Le premier, un CRS de 44 ans qui a lancé un pavé en direction de manifestants «gilets jaunes», a été condamné à deux mois de prison avec sursis mais pourra continuer d'exercer car le tribunal a décidé de ne pas inscrire la peine sur son casier judiciaire.

Ce policier était poursuivi par le tribunal correctionnel de Paris «pour violences volontaires de la part d'une personne dépositaire de l'autorité publique» lors de la mobilisation du 1er mai dans la capitale, marquée par de nombreux heurts. Le parquet avait requis trois mois de prison avec sursis.

Sur les images, on voyait ce CRS, entouré de collègues de sa compagnie de Toulouse, se saisir d'un pavé au sol, prendre de l'élan et le lancer vers des manifestants, qui se tenaient à «environ huit mètres». Les images ne montrent pas où a atterri le projectile.

«Votre réaction n'était absolument pas nécessaire à la légitime défense», a souligné le président, évoquant un geste «d'exaspération, de panique, de représailles aux jets de projectiles» mais aussi des «circonstances éprouvantes» toute cette journée.

Le second CRS, poursuivi pour avoir donné deux gifles à un manifestant, toujours lors du défilé du 1er mai, a écopé d'une peine de quatre mois avec sursis. Le parquet avait requis cinq mois.

Le policier devra verser 1000 euros au manifestant pour les dommages et intérêts. Le tribunal a aussi accordé que la condamnation ne soit pas inscrite au casier judiciaire du policier afin qu'il puisse continuer sa carrière.

Dans la vidéo, diffusée jeudi à l'audience, on entend d'abord des insultes proférées par le policier («Casse-toi connard»). Le policier affirme avoir donné deux gifles après avoir entendu: «Sac à merde», puis «Casse-toi toi». Le manifestant nie avoir prononcé les mots «Sac à merde». On voit le policier gifler le manifestant, dont la mère cherche à s'interposer.

«Défiance»

Ce dossier «illustre parfaitement les rapports difficiles entre citoyens et forces de l'ordre», a souligné la procureure. «La défiance à l'égard des institutions est dangereuse, mais celle à l'égard des manifestants l'est tout autant», a-t-elle ajouté. Dans ses derniers mots, le prévenu a présenté ses excuses au manifestant. «J'ai admis avoir commis une erreur.

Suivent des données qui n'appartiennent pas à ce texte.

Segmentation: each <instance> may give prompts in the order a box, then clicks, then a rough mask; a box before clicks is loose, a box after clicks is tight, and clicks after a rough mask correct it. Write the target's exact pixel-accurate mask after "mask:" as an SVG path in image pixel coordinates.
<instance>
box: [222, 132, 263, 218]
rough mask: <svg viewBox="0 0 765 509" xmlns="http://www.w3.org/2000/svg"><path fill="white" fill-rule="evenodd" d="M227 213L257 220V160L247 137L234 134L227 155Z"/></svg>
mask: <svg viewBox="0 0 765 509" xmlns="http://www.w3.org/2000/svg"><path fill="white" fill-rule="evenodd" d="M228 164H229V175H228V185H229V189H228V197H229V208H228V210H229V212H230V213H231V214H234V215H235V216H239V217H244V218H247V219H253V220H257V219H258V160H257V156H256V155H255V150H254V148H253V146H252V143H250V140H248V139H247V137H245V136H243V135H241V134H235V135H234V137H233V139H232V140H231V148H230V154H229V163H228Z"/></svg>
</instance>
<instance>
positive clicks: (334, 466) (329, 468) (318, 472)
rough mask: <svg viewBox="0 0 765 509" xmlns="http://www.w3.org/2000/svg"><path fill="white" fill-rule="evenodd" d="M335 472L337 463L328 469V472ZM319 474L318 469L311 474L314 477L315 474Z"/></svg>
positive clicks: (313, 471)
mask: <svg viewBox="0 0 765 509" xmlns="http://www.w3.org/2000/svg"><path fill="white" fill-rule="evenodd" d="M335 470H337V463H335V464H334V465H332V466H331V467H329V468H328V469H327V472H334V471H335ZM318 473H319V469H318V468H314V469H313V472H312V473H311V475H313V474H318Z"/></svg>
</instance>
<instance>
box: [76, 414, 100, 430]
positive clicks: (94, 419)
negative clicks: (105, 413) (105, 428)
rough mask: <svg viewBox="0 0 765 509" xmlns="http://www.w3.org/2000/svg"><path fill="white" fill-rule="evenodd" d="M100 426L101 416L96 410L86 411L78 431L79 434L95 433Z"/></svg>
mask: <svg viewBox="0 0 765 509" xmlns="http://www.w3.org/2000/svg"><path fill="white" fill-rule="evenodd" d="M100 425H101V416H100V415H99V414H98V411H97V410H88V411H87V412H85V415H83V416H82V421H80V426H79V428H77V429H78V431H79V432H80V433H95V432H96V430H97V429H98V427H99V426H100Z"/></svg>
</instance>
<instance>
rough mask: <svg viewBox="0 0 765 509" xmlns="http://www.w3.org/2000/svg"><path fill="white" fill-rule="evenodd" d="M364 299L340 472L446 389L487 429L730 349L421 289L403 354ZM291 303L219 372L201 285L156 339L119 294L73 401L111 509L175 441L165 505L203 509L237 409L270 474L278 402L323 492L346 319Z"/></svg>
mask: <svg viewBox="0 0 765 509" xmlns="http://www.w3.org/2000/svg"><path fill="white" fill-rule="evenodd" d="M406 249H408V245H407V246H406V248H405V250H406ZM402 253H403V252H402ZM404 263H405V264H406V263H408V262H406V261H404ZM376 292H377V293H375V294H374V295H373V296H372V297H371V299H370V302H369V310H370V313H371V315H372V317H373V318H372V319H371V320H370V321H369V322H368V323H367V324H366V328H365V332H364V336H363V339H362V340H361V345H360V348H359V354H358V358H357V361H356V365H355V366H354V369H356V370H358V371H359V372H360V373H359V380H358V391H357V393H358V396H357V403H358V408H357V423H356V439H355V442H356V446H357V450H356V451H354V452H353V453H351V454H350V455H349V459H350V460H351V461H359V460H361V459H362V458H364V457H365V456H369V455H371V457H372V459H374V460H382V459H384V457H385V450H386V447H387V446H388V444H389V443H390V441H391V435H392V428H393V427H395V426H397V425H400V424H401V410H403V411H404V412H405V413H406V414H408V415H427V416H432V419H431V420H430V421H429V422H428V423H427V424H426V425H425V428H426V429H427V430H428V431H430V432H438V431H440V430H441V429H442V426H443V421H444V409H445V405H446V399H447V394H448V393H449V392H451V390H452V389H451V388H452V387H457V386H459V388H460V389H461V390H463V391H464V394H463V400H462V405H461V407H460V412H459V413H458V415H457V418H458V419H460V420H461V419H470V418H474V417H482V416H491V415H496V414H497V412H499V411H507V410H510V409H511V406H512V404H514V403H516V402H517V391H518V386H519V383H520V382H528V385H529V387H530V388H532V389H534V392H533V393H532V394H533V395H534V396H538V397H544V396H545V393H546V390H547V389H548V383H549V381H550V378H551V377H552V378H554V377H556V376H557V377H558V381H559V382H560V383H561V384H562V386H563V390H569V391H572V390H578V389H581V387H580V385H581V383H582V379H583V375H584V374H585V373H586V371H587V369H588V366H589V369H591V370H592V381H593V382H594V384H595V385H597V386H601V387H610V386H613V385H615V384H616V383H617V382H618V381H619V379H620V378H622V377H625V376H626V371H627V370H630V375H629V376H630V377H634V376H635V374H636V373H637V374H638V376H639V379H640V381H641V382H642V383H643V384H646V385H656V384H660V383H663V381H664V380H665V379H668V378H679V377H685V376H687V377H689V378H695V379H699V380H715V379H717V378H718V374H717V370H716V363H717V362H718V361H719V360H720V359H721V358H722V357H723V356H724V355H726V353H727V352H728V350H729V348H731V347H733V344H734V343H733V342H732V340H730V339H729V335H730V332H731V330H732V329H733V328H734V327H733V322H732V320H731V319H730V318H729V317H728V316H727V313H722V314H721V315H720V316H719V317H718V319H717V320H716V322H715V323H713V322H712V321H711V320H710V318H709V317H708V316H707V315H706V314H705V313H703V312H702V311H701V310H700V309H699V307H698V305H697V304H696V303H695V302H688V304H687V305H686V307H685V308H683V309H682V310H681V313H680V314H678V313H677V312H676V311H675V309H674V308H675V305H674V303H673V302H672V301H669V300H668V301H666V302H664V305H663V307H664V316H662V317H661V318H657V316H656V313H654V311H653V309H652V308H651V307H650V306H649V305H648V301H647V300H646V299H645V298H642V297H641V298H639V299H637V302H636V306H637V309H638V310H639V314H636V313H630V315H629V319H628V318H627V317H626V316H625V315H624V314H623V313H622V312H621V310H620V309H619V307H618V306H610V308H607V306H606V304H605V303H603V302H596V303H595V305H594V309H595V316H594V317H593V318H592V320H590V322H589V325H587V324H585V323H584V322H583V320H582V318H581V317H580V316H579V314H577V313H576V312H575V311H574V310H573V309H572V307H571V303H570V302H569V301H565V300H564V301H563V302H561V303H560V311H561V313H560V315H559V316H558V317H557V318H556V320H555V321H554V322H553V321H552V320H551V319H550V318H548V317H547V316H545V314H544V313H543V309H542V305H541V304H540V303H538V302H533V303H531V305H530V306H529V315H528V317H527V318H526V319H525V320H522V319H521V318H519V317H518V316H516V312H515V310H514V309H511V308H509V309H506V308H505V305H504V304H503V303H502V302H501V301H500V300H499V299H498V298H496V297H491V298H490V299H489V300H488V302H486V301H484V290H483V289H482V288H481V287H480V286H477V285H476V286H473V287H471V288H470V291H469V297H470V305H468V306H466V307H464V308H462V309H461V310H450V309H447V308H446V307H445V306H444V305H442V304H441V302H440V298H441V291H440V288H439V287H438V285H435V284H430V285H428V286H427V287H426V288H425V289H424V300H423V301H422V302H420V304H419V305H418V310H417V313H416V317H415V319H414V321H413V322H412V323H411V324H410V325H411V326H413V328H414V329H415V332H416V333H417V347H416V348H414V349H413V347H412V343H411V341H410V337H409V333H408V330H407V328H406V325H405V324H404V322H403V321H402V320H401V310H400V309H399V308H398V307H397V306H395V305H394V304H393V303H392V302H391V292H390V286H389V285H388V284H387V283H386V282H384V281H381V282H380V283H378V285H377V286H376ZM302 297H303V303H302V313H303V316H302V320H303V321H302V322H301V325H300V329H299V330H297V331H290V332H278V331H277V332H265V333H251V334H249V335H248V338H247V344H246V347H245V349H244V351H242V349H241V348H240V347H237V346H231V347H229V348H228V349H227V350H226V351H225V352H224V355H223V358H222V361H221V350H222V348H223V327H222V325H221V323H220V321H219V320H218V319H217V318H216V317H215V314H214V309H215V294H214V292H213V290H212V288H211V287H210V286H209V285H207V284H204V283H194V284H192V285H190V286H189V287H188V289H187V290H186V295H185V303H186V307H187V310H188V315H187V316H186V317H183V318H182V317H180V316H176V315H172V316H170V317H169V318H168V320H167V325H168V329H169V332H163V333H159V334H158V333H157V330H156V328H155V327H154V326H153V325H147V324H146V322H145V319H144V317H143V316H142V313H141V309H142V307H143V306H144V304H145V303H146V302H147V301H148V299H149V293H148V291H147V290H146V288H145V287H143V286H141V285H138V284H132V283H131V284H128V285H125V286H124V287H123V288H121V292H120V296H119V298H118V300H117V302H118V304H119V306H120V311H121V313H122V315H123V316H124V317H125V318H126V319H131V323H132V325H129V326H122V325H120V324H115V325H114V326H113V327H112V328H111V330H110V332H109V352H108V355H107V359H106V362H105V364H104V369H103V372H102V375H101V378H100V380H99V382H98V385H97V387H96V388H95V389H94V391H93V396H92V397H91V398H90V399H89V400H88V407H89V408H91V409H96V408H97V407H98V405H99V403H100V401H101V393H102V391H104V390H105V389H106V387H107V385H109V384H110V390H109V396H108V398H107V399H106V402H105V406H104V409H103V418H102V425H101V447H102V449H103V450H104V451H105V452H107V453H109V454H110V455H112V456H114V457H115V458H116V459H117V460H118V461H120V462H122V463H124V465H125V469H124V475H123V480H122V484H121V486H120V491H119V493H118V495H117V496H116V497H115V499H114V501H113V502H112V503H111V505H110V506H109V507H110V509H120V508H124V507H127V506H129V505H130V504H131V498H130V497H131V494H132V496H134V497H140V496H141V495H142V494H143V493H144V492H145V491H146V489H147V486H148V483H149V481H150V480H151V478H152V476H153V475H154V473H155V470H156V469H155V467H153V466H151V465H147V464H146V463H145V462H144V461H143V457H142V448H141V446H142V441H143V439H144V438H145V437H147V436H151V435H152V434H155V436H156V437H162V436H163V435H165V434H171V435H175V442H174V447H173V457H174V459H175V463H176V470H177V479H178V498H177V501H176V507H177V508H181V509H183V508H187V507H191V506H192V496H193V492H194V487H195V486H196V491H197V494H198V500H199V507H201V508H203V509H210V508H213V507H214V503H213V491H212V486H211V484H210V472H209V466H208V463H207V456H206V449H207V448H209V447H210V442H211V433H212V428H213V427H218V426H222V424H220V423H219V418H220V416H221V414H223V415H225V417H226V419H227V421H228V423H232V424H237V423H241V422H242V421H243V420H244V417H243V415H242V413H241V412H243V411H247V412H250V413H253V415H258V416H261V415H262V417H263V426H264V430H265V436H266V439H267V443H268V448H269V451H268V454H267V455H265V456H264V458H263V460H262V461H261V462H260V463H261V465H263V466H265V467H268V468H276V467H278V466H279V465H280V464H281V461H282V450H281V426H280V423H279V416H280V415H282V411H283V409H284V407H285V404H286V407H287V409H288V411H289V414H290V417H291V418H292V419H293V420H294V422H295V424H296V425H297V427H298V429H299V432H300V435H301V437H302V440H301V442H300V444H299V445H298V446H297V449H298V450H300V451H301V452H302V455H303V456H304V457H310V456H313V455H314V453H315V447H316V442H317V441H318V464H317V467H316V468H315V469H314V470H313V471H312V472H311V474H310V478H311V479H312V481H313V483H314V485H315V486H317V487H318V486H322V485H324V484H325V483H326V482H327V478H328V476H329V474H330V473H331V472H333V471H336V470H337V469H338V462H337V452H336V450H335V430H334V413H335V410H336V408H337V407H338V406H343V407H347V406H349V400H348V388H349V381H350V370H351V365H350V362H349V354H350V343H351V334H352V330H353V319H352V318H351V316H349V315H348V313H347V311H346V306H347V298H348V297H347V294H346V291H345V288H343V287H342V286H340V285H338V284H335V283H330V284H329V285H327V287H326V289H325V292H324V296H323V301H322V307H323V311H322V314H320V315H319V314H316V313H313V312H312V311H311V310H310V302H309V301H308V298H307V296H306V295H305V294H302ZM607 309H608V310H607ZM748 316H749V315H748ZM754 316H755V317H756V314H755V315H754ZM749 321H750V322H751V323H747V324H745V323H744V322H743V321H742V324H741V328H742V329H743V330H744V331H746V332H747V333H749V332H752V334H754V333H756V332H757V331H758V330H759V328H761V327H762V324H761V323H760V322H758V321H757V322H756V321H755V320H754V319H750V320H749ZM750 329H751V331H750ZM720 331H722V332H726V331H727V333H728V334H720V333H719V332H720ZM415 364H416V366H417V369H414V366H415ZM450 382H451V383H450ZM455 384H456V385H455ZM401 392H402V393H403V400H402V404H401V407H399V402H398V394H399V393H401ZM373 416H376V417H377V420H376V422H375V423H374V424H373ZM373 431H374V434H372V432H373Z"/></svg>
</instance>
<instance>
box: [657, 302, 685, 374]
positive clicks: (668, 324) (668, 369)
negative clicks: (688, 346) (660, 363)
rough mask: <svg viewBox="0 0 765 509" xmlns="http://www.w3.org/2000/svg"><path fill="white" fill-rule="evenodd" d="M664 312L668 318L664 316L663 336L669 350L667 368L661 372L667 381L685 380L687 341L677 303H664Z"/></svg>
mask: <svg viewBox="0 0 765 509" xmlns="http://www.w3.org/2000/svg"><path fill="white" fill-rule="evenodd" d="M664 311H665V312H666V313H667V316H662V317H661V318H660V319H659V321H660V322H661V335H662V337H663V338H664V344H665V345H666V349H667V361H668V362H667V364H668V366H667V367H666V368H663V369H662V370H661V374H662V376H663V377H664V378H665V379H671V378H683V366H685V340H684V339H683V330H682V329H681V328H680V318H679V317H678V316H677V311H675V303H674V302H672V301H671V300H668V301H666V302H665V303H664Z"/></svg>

Je vous présente sincèrement mes excuses, je n'ai jamais eu l'intention de vous blesser et ou de vous humilier».

Pour le secrétaire national du syndicat Unité SGP-Police, Grégory Joron, la première décision constitue un «message assez trouble envoyé aux forces de l'ordre». «C'est une affaire symbolique» et «pas une bonne nouvelle pour les policiers», a-t-il dit à l'issue de l'audience.

Depuis le début de leur mouvement de contestation sociale il y a un an, les «gilets jaunes» dénoncent régulièrement les «violences policières», l'usage des grenades et lanceurs de balles de défense (LBD) et certains ont porté plainte.

Selon des chiffres communiqués le 7 novembre par le parquet de Paris, 212 enquêtes ont été confiées à Paris à l'IGPN, la «police des polices». Parmi elles, 54 procédures ont été classées sans suite et 18 autres ont conduit à l'ouverture d'une information judiciaire.

Selon le décompte du journaliste David Dufresne établi avant la journée d'action de samedi dernier, 24 personnes ont été éborgnées depuis le début du mouvement.